Haskel & SilverLoom
I was just wondering how you could build an art piece that writes itself but still guarantees no bugs—any ideas on marrying total type safety with spontaneous creativity?
Sure thing, picture a tiny DSL that’s typed so tight you can’t even pass a typo into it, then plug that into a random‑generator sandbox that only lets the types decide what can happen. Use a language like Haskell or Rust for the core, run a quick property‑based test suite to catch any edge‑cases, and then wrap the output in a mutable canvas that interprets the generated code. The result is a self‑writing art piece that can’t break because every line of code is a type‑checked promise, yet it still has that spontaneous vibe because the generator is seeded with real‑time sensor data or an ever‑changing soundscape. It’s a marriage of safety and chaos—no bugs, but plenty of creative sparks.
Nice idea, but let me remind you that even a perfectly typed DSL can still be fed bad data at runtime. If your generator depends on sensor input, that input could be malformed, null or out of range. Types protect the shape of your data, not the validity of the data itself. Also, a mutable canvas that interprets the generated code will reintroduce the very mutability you’re trying to avoid. If you truly want a bug‑free self‑writing piece, keep everything pure, test the random generator with invariants, and let the art be a deterministic, purely functional output—then add a separate, untyped layer for the “spontaneous vibe” if you must.

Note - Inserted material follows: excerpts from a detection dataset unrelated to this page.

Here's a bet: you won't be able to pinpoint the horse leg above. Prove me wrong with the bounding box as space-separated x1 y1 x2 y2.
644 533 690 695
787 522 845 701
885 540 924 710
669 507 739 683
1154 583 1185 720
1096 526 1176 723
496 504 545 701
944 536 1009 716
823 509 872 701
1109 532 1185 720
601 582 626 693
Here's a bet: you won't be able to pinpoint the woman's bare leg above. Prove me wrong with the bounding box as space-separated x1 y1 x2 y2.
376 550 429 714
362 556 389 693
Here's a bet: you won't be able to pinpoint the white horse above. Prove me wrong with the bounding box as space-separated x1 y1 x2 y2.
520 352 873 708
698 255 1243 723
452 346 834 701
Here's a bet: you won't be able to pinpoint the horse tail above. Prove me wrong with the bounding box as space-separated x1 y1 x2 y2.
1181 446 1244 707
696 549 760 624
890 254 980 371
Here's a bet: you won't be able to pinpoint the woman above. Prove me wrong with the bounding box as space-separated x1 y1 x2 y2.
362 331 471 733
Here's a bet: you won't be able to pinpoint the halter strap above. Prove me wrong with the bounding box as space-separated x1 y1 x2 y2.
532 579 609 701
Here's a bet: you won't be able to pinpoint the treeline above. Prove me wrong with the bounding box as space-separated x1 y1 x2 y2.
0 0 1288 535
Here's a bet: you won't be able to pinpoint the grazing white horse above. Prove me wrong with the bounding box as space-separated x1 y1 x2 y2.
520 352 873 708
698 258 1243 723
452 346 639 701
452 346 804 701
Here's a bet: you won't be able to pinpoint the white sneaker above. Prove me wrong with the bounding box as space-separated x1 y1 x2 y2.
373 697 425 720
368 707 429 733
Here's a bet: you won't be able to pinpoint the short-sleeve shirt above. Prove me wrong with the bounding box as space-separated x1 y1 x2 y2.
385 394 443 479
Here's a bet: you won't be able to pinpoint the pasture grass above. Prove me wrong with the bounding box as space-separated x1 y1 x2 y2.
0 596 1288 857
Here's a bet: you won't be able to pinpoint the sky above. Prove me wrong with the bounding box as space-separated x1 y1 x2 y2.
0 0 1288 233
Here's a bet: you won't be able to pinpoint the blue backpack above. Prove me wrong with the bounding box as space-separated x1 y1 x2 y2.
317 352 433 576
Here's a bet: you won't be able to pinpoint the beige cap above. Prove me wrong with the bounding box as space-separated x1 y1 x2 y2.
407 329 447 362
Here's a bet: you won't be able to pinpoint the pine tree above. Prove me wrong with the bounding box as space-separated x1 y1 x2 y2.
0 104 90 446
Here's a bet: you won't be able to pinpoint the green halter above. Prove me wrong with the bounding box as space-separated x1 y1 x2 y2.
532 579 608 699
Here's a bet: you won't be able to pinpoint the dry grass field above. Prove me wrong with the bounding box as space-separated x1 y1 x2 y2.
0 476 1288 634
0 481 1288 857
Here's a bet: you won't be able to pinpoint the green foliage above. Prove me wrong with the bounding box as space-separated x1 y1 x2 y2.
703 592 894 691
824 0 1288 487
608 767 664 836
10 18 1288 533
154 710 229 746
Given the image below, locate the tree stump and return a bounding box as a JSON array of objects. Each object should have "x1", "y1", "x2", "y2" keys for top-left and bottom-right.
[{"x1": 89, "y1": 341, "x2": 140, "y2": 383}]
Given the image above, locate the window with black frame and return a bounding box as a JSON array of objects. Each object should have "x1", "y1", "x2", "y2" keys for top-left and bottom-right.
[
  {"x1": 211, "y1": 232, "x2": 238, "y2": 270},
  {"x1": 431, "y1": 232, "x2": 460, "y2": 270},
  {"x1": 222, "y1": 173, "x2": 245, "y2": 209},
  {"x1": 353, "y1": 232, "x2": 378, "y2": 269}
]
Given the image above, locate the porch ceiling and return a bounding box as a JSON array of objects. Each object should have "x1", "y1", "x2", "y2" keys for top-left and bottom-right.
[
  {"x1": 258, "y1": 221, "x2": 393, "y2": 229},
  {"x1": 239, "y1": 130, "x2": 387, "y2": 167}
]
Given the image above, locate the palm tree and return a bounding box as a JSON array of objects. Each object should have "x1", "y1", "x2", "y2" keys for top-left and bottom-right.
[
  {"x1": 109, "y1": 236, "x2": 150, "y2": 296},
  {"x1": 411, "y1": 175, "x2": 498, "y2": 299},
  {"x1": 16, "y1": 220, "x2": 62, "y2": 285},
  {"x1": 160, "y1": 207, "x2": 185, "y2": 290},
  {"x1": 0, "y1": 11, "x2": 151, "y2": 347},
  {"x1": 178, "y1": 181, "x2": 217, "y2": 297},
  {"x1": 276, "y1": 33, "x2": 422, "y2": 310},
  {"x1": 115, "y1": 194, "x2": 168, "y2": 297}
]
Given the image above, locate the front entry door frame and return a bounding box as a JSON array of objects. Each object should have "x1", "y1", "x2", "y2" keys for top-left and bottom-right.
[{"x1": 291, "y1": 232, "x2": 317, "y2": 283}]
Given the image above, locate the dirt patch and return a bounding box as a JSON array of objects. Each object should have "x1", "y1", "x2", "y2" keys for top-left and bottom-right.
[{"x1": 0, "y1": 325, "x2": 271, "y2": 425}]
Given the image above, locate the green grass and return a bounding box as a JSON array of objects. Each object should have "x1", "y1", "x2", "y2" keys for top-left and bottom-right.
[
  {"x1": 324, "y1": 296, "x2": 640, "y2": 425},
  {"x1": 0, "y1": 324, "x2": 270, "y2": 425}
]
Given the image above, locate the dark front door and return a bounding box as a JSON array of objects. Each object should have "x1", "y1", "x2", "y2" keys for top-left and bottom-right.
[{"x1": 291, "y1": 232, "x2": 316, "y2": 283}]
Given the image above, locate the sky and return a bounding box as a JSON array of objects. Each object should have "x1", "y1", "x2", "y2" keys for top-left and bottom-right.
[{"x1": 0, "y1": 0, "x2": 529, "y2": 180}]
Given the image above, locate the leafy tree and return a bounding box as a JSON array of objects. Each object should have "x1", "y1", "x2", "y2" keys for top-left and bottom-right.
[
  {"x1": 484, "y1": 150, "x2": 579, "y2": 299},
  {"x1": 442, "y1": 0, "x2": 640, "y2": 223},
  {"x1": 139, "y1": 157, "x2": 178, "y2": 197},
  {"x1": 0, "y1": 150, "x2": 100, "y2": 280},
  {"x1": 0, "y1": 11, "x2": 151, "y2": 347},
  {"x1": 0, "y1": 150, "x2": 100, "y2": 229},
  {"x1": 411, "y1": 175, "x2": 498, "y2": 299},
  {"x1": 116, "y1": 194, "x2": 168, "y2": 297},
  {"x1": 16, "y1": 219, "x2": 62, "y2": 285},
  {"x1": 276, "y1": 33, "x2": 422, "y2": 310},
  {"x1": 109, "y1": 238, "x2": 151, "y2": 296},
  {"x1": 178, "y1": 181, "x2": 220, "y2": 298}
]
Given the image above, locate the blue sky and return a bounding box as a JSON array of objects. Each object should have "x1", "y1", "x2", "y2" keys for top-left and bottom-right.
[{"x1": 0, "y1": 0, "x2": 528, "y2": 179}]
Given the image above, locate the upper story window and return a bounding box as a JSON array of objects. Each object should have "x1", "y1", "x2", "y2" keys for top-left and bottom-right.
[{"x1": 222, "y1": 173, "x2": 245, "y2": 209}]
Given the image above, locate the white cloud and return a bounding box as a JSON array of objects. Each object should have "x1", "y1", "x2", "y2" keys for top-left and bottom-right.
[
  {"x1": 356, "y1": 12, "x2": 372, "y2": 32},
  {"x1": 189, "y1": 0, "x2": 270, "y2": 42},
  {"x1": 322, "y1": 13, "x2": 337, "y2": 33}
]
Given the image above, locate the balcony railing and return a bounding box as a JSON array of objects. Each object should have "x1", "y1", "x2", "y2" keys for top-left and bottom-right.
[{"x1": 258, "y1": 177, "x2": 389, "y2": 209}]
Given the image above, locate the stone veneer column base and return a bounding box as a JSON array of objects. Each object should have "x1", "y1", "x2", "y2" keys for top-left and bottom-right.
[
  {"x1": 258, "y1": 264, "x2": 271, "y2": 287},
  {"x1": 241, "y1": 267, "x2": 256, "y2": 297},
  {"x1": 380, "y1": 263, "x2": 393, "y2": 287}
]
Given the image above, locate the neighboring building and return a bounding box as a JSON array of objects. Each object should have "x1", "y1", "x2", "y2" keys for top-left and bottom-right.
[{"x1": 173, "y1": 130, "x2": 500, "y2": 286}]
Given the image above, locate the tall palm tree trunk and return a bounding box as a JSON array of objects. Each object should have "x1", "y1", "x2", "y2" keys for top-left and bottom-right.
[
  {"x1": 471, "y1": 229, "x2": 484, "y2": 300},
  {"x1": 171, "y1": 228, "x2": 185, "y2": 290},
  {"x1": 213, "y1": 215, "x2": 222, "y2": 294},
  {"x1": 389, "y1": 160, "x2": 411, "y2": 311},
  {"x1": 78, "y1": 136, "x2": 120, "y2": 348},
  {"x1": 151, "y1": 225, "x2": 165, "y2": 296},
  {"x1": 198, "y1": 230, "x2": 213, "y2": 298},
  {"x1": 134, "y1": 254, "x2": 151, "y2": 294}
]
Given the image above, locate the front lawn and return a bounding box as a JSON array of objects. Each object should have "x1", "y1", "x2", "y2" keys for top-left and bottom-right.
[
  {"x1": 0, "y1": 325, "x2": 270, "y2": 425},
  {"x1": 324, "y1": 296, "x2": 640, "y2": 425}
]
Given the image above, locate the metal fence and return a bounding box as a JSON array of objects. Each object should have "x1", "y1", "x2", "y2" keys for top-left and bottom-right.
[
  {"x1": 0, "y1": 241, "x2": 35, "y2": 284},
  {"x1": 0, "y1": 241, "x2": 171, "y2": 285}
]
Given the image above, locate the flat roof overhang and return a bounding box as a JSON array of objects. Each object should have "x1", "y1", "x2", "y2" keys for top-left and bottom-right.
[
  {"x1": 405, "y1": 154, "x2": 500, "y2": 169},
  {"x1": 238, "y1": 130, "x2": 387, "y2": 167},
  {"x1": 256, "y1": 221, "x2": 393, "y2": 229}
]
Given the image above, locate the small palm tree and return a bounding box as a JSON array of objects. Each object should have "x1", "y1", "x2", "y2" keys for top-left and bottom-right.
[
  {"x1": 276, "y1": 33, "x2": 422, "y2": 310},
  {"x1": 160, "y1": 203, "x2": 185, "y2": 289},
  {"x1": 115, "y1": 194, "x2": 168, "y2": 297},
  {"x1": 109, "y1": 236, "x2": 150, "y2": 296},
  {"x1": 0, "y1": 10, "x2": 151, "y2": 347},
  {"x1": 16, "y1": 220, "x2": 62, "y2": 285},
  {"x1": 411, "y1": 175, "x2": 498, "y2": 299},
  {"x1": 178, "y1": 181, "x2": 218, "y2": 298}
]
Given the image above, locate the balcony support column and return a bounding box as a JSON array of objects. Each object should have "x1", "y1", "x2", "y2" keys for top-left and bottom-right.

You’re right, raw data is the real wildcard, not just the shape, and mutability is the villain in a pure system—so let’s flip it on its head. What if we keep the whole art engine in a purely functional core, run the random generator through a suite of invariants that check for out‑of‑range and null‑safe values before any code ever leaves the sandbox? Then the canvas itself becomes a second, purely functional layer that simply renders the result, no interpreting at runtime. When you want that splash of chaos, inject a second, deliberately impure component that only tweaks the visual parameters after the safe core has produced its output, like a glitch filter that operates in a sandboxed sandbox. That way the core never touches the bad data, and the canvas never gets a mutable bite, while the vibe stays alive in a controlled, reversible sidekick.